Monday, April 29, 2013


Why LA's adult film business is relocating

Unhappy about a new condom law, it's moving out of its usual haunts into neighboring -- and often unsuspecting -- residential areas.


Credit: Stewart Charles Cohen/WookBookStock/Getty ImagesQuick: What's one of the few global industries the U.S. still monopolizes? If you said "pornography," congratulations.

Nearly 90% of porn is American-made, and U.S. Internet porn sites generated $2.84 billion in revenue in 2006, according to Good magazine. Sex sells so much, in fact, that more than 260 new sex sites reportedly go online daily -- with about $89 spent every second on pornography.

For decades, Los Angeles County has been home to the U.S. porn industry. But that changed last November, when county voters approved a mandate requiring porn actors to wear condoms during filming.

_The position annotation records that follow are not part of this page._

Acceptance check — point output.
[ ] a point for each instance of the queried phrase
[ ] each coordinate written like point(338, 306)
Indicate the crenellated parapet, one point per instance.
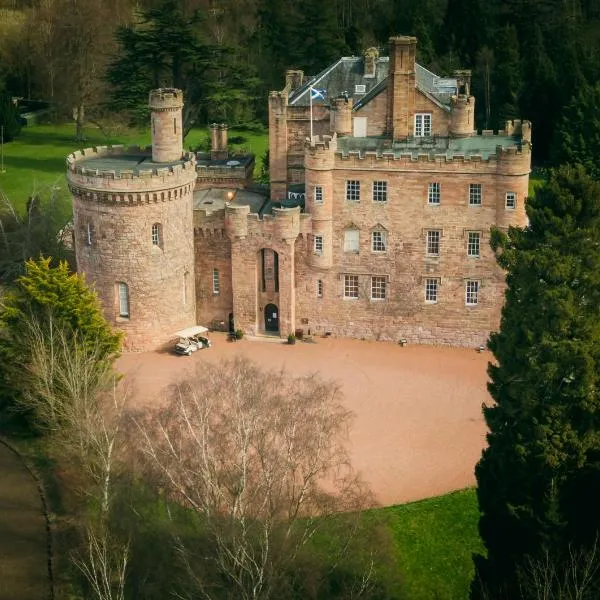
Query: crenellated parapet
point(166, 99)
point(236, 221)
point(131, 182)
point(319, 153)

The new law was intended to combat the spread of AIDS and other sexually transmitted diseases -- but it's having an unexpected side effect.

Earlier this month, the Los Angeles Daily News noted that applications for filming permits from the adult film industry dropped dramatically in L.A. County -- from an average of about 500 permits annually to just two so far this year.

"Most production companies have ceased shooting in L.A. County," Diane Duke, the chief executive officer of the Free Speech Coalition, an adult film trade organization, told the newspaper. "They have other options in other states and communities."

Those "other options" appear to include the moving of skin-flick production out of L.A. County and down the road into residential communities in neighboring Ventura County.

The Los Angeles Times says that in an unincorporated part of Ventura County local residents were recently startled to discover a sex shoot happening at a home on their street.

"It's really disturbing," Tim Gray, a 56-year-old father of four, told the Times. "We were eating dinner, and we heard these loud sounds outside, like something really bad had happened. I went outside and heard, well, the typical sounds you'd hear in a porn movie. It was echoing all over the neighborhood. Later I asked my daughter if she heard it. She said, 'Yeah, I was doing my homework, and I just turned up the music to drown it out.'"

The Associated Press says the Ventura County Board of Supervisors is expected to consider its own condom ordinance for adult films next month. If adopted, the measure would apply to the country's unincorporated regions as well.